Bagaimana mungkin Good Governance akan tercipta, jika yang menjalankan roda pemerintahan dikelilingi dengan pikiran korup?. Cobalah untuk berkaca ke Negara Jepang yang para peminpinnya berjiwa ksatria melepas jabatan jika ia punya masalah, bukan hanya pada kasus korupsi, tetapi kasus diluar korupsi sekalipun jika ia merasa punya tanggungjawab mereka tetap akan melepas jabatan yang tidak mudah untuk mendudukinya.

Sanggupkah para pemimpin kita menjadi plagiat dari apa yang kerap kali dilakukan oleh para Ksatria Jepang “jika tidak mampu menerapkan janji-janji paslu pada saat kampanye atau terindikasi korup?”

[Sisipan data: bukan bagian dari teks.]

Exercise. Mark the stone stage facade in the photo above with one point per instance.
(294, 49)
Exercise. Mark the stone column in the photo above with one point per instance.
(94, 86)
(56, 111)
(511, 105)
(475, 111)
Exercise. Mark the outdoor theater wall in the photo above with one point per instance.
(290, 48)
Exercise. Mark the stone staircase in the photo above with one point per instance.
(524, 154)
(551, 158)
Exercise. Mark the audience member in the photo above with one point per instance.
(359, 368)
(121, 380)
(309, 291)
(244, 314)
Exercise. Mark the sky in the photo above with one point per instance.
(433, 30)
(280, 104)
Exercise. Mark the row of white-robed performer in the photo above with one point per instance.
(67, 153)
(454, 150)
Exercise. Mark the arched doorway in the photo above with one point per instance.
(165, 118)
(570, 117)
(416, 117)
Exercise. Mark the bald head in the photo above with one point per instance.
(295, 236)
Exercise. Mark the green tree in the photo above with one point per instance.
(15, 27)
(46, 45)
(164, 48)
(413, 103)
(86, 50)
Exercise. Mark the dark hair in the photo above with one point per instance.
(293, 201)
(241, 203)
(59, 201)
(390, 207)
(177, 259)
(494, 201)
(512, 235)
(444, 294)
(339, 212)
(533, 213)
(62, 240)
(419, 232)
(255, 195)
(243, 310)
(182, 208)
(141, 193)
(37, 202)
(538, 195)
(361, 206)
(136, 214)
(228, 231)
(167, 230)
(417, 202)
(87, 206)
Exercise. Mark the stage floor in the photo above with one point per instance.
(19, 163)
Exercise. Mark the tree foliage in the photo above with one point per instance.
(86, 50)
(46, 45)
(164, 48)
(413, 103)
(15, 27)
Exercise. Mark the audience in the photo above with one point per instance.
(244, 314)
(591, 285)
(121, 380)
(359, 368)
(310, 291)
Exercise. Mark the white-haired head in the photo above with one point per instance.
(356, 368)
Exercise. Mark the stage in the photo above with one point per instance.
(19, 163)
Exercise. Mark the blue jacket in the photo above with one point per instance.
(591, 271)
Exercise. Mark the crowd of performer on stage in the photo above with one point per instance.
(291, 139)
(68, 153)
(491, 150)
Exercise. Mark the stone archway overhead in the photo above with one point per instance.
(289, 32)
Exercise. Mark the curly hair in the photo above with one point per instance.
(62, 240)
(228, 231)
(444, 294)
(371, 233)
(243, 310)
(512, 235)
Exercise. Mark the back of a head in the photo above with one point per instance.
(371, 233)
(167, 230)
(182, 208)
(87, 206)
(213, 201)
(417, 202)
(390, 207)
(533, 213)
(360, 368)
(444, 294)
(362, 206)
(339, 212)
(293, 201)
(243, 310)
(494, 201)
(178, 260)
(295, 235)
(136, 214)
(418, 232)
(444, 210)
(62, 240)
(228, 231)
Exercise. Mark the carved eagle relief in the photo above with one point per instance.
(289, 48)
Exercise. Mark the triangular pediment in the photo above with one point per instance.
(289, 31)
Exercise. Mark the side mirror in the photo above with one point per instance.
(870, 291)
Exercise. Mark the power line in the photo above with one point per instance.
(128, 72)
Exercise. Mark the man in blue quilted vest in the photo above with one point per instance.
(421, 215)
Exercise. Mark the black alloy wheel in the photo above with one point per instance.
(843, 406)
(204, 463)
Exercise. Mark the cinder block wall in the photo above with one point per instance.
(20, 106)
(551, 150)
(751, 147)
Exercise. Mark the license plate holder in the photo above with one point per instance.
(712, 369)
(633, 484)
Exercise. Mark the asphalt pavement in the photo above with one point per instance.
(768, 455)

Rasa-rasanya manusia yang ingin meniru cara-cara pejabat di Jepang berdemokrasi belum di lahirkan di INDONESIA.

Jika tidak ada niat yang didasari dengan ketulusan dan kejujuran yang teramat mahal harganya, MUSTAHIL dan TIDAK AKAN PERNAH terjadi apa yang menjadi inti dari opini yang kampungan ini.